ところが「国語は日本語だから、勉強しなくても大丈夫」とか、「国語は問題を解いていっても成績が伸びにくいから、その分を別の教科にまわそう」とか、「子どもは本をよく読むのに、なぜか国語が苦手」という声を聞くことがよくあります。 しかし、こういう態度や思考では、中学受験において国語問題で大きなミスをすることになりかねません。最近の国語問題の傾向として作文や小論文で自分の考えを表現する問題が出題されています。 国語の場合は、真面目に塾に通い、膨大な問題をこなしてきたのに、なぜか本番になるとどうすればいいのかが分からなくなり、解けなくなってしまうようです。 国語は文章の内容を正確に理解しているかというのを試すものなので、日本人だから出来て当たり前ということはありません。
国語力を伸ばす秘訣はわが子の自我が目覚め日常会話において子供なりの持論を展開し、多少反抗的になってたときが国語力を伸ばすチャンスです。親御さんが反抗的なわが子に冷静さを失うことなく会話の内容を膨らませ言語能力を磨くことに利用するのです。 基本的に普段から日常の会話が少ないと、自分の意見や考えをうまく表現することができません。反抗的な態度のわが子には冷静さを失いがちになることは理解できます。しかし、多少の理屈っぽさが目についてもも物事の対立関係を理解し把握するには日常での議論や会話が一番効果的であるのです。 その会話の中で将来なりたい職業をわが子のイメージさせることができればそれは学習意欲の動機付けの第一歩です。

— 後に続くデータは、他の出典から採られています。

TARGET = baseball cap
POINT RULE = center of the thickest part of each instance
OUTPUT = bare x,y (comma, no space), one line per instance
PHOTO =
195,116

また国語では中学以降の英語と同様に文法のマスターがポイントになります。具体的には副詞の働き、接続詞、助詞の違い、敬語の使い方を正確に理解し身につける必要があります。 さらに、随筆文、短歌、俳句の対応も考えなくてはなりません。興味が湧かず感情移入かできない場合最低、短歌三十一音、俳句十七音の形式と代表作品とその作者名を覚えることが大切です。
中学受験の国語で頻出の「説明文」が苦手な人は努力が必要です。説明文は感覚やセンスでは解けません。作者がたてた筋道を理解することからはじめ主張を正確に理解することが問題を解くために重要です。 また、説明文で厄介なのは、専門用語や抽象的な表現といった普段の日常生活で出てこないような言葉が沢山出てくるところです。

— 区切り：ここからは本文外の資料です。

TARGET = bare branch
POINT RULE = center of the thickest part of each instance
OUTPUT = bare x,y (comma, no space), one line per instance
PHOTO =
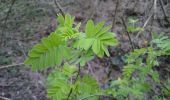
12,65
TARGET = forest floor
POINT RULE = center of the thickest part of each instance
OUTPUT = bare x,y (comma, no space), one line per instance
31,20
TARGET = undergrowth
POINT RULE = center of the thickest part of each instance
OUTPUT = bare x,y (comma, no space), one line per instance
68,49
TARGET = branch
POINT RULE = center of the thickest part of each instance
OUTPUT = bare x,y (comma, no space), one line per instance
96,95
4,98
12,65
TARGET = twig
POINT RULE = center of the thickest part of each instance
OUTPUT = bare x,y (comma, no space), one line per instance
115,13
12,65
95,96
71,90
130,40
59,7
4,25
4,98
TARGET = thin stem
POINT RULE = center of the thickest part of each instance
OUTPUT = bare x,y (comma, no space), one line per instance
4,25
71,90
130,40
59,7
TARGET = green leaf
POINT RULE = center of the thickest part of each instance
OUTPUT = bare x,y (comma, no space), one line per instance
47,53
96,46
89,28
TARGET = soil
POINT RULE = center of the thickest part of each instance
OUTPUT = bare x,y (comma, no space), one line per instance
20,83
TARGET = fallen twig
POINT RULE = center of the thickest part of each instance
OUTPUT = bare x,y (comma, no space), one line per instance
12,65
4,98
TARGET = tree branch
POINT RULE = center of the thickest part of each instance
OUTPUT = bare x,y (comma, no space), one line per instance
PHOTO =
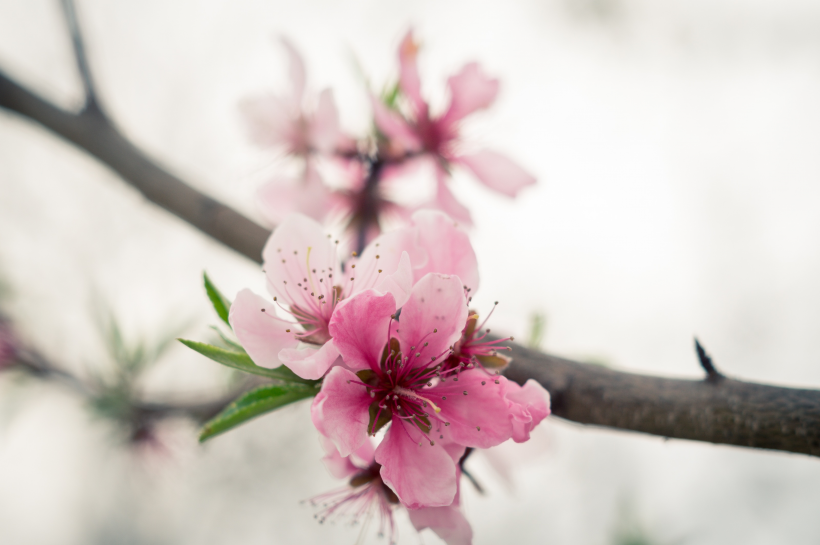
723,411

受験生はまだ小学生です。普段は両親や兄弟、友達など論理を意識しなくても付き合うことができる人たちと過ごすことが多いので、感覚で話しても伝えたいことが十分伝わります。 それに対し説明文は、論理というルールに従い、文章は比喩や隠喩を使い文章全体が抽象的で、その理由や具体例、他の具体例という風に書かれています。 論理を身につける訓練をすることで説明文をマスターすることができます。

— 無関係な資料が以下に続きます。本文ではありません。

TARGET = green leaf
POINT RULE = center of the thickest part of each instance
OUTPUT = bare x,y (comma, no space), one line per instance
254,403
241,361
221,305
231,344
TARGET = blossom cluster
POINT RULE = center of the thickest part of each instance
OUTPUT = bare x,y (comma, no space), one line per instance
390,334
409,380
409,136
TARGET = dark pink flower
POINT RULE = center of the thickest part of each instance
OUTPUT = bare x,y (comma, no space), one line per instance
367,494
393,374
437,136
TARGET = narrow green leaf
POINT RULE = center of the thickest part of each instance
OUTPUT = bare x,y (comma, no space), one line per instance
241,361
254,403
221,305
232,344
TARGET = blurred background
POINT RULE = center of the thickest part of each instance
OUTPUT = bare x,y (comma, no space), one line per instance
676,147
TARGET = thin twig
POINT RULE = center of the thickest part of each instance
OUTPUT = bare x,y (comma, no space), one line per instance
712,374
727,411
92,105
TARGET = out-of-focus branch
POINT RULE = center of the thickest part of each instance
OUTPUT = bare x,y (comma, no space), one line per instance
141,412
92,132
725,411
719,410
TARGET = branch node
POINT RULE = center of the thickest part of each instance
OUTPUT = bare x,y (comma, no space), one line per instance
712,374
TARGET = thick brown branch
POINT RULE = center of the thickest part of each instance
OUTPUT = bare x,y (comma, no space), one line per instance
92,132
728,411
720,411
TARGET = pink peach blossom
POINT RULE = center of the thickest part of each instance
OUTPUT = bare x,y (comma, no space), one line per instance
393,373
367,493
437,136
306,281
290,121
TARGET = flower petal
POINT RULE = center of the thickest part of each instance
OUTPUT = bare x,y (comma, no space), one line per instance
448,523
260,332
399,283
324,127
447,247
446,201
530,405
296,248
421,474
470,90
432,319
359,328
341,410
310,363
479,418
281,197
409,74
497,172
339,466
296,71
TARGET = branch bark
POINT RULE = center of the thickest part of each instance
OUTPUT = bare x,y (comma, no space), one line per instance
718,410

中学受験の国語で「物語文」も頻出です。物語文が苦手な人は、物語文こそ個人のセンスや今まで積み上げてきた読書量だと思ってかも知れません。しかし、物語文は主人公の心情を表す「客観的な理由」を意識する必要があるので、センスや読書量も残念ながら役に立ちません。 物語文は、文中に出てくるセリフや動作からのみ解答を導く根拠を探し、個人の主観を排除して、心情を分析できねばなりません。
中学受験の国語で全体的に苦手な人は、読むのが遅い、文中に知らない言葉が沢山出てきて理解することができない、なんとなくは分かるけど、解答の根拠が分からないという人が多いようです。
国語も人によって間違え方や苦手な要因、具体的な対策が違います、個別に対応する必要があります。 しかし他の教科に比べると覚えることが少ないため、短期間で得意分野に変えてしまうことも可能です。 また、どうしても大変な場合は、「適語選択、指示語内容、文章挿入、空欄補充、並べ替え、表現選択、内容説明、防戦解釈」の答え方のみ受験テクニックをマスターするのもいいでしょう。 もちろん、漢字や熟語は地道に勉強することを忘れてはなりません。